Asked 16/6, 2018 at 2:41 Answered 26/10, 2019 at 3:33

Solved python numpy scipy sparse-matrix svd

I was working on implementing a solver for sparse undetermined systems in Python (discussed here) and I was trying to rebuild the nullspace function that uses the standard numpy svd function (numpy.linalg.svd) in the SciPy cookbook using the scipy.sparse version of svd (scipy.sparse.linalg.svds) but it outputs different left and right singular vectors for the examples I ran - including the matrices:

[[1,1,0,0,0],[0,0,1,1,0],[1,1,1,1,1]]  
[[1,0,1],[1,1,0],[0,1,1]]

Why do these two solvers produce two different svd outputs for the matrices above? What can I do to ensure the same output?

Edit

Here's an example: table is a csc_matrix such that

table.todense()  = matrix([[1,1,0,0,0],[0,0,1,1,0],[1,1,1,1,1]],dtype=int64)

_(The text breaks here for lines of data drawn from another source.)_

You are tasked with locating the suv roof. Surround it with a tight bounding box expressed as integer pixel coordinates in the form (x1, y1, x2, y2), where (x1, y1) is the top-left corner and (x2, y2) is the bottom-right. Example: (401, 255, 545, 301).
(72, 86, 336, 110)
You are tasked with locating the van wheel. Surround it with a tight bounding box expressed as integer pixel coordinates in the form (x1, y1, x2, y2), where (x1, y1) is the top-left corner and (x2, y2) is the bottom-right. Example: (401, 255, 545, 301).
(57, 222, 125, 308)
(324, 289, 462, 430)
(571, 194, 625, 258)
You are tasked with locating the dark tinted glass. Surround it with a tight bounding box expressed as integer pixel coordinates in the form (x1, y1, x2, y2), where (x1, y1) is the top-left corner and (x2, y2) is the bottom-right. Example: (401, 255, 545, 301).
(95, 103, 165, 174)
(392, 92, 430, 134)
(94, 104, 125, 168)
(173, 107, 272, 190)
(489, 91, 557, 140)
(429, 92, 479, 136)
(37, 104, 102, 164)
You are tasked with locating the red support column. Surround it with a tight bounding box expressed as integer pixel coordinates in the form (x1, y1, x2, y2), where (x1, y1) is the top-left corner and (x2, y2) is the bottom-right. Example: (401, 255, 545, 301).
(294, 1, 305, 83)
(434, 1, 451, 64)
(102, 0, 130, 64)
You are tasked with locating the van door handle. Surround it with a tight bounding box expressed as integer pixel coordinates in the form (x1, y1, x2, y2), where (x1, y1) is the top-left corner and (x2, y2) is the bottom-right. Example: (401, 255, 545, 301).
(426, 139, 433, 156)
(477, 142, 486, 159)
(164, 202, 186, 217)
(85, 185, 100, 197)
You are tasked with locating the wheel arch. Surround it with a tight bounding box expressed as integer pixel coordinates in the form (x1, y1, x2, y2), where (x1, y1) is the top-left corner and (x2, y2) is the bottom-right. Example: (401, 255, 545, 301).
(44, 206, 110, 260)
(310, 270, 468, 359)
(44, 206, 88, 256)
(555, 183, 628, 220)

So, the following code outputs

numpy.linalg.svd(table.todense()) =  
[[ -3.64512933e-01   7.07106781e-01  -6.05912800e-01]  
[ -3.64512933e-01  -7.07106781e-01  -6.05912800e-01]  
[ -8.56890100e-01   2.32635116e-16   5.15499134e-01]]  
-----------------------------------------------------
[ 2.58873755  1.41421356  0.54629468]
-----------------------------------------------------
[[ -4.7181e-01 -4.7181e-01 -4.7181e-01 -4.7181e-01 -3.3101e-01]
[5e-01   5e-01  -5e-01  -5e-01 6.16450329e-17]
[-1.655e-01  -1.655e-01  -1.655e-01  -1.655e-01  9.436e-01]
[5e-01  -5e-01  -5e-01   5e-01 -1.77302319e-16]
[-5e-01  5e-01  -5e-01   5e-01 2.22044605e-16]]

And the following

scipy.sparse.linalg.svds(table,k=2)=  
[[  7.07106781e-01,  -3.64512933e-01],
[ -7.07106781e-01,  -3.64512933e-01],
[  2.73756255e-18,  -8.56890100e-01]]
-------------------------------------
[ 1.41421356,  2.58873755]
-------------------------------------
[[  5e-01,   5e-01,  -5e-01, -5e-01,   1.93574904e-18],
[ -4.71814e-01,  -4.71814e-01,  -4.71814e-01, -4.71814e-01,  -3.31006e-01]]

Note that there are quite a few values that overlap between the two solutions. Also, the scipy.sparse.linalg.svds function doesn't allow k to be greater than or equal to min(table.shape), which is why I chose k=2.

Lore answered 16/6, 2018 at 2:41 Comment(5)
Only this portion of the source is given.